22 May 2009

Sheldon Meets Nick's Sister

Sometimes you just never know who you'll meet.

No, it wasn't a celebrity. Or someone I'd been trying to avoid. Well, not really, anyway.

He is someone I hadn't seen in about ten years. In those days, we used to ride with a few other guys. We all lived within a two-neighborhood radius in Brooklyn, so it was easy for us to do impromptu rides together.

Sheldon was dating a very attractive and smart woman named Danielle. They're married now. Ray, another one of our riding buddies, hasn't married, but is still with, the woman he started seeing around the same time as Shedon got involved with Danielle--and I with Tammy.

He's forty now, and well, if you don't know my age, I'm not going to tell you. ;-) But neither of us could believe that the other had reached the chronological milestones at which we now find ourselves. To tell you the truth, he seemed more surprised at my age than at the changes I've undergone in the intervening years.

What surprised him most, he told me, was finding out that I am indeed the one he knew as a guy named Nick. "When I saw you, I thought there was something familiar about you. I wasn't sure. Then, when you talked, I thought, 'Maybe she's Nick's sister."

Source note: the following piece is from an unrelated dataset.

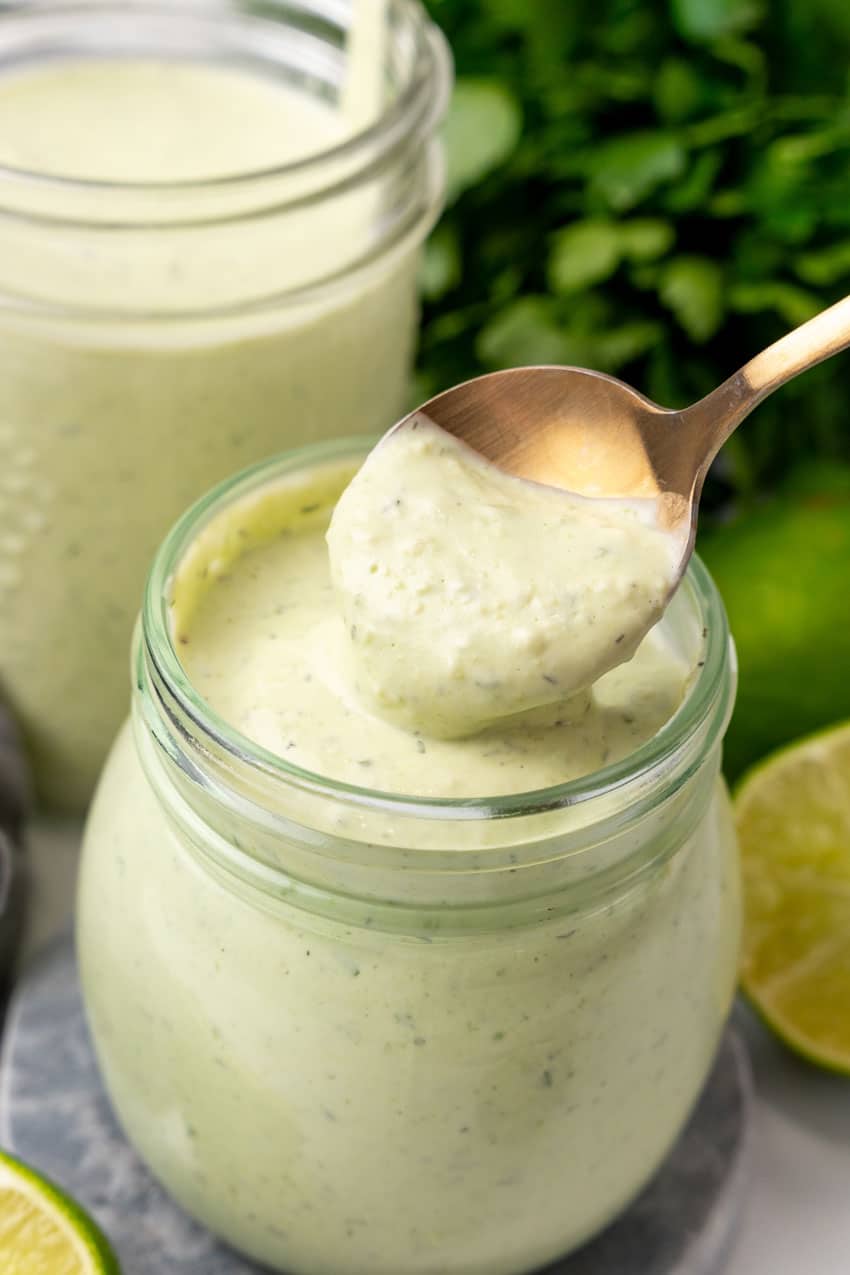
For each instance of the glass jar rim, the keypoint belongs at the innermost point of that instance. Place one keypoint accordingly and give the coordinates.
(704, 710)
(417, 106)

"Except that I don't have a sister." And neither did my brothers--or at least, none that they knew of, until six years ago.

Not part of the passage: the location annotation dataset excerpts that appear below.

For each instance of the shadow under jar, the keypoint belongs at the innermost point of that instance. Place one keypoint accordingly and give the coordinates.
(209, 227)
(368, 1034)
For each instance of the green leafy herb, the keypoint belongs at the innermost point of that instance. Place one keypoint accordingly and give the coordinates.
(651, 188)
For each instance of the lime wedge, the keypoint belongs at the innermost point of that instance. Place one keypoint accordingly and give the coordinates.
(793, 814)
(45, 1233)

"Well, here you are. You're look great."

"Ooh! That, coming from the man who's married to Danielle!"

"Well, you should see yourself. You're smiling, you're glowing. And that outfit is great for you."

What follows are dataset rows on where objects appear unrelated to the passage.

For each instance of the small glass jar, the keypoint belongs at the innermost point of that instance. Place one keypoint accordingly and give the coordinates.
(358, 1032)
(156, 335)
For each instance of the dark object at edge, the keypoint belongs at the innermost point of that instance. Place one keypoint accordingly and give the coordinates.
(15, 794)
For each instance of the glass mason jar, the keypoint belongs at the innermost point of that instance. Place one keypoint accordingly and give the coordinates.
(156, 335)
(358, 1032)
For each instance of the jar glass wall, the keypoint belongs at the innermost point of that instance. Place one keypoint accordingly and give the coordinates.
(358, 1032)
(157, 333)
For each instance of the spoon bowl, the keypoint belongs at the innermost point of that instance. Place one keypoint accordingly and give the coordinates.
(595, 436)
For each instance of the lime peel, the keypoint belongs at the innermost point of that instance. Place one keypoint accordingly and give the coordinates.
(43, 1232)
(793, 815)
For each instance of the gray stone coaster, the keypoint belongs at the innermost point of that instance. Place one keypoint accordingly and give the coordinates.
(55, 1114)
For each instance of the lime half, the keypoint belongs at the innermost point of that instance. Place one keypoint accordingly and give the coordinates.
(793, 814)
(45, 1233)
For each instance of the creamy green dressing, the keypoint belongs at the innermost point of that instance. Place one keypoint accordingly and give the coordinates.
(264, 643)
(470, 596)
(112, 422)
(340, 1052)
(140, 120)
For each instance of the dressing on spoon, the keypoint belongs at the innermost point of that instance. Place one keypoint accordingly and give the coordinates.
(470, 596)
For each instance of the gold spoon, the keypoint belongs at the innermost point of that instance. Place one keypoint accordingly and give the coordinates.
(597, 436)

Only Bruce, with whom I had lunch before I bumped into Sheldon, knows my secret: I wore it yesterday, too. I got lots of compliments on it, and I feel pretty and feminine--even ladylike (OK. Now I'll lose whatever feminist friends I may have still had!) in it. It's a sleeveless dress that falls below my knee. Over my shoulders and chest I wore a bolero-type jacket, in the same linen material and the same color as the dress.

That color is one I love, and people say is "perfect" for me: a deep lavender that's almost periwinkle. I just felt so good about wearing it yesterday that I wanted to wear it again today.

Realize that the last time Sheldon saw me, I was probably in one of my bicycling team outfits, and I was probably grungy. Or I may have been wearing what lots of American males wear when they don't know what else to wear: Dockers and a plaid button-down shirt. Or, if the weather was cooler, I might have been wearing corduroy slacks or jacket. Also: My hair was short, and I wore a beard.

What I didn't tell him was something he probably knew that I was thinking: He's cute. It's not so much about his looks, although he is nice-looking guy. It has more to do with his personality, and with this: He seems to have an air of innocence that belies mischieviousness, or an air of mischieviousness that is the surface of, or is protecting, his innocence. Sometimes I used to feel as if he and I had gotten away with something he would never, ever do.

Now I'm realizing that in all of our conversation, I didn't find myself wishing for those days. He says that he and Ray are training to race again next year; I wish them well but have no desire to do anything like that, even if I were in better shape. Even the relative ease of those first two years I spent with Tammy--also, if I remember correctly, the last two years I rode with Sheldon and Ray and the other guys from Brooklyn--is not something I want to revisit. All I really did was to forestall the breakdown and changes I needed.

The images of those rides and nights out and other events--with each other, and sometimes our significant others--felt, as they do now, rather like pictures of things my brother did: the sorts of things mothers and daughters collect in albums or frame and stand on dressers or desks.

Maybe Sheldon understood even more than I realized when he said he thought I might be Nick's sister.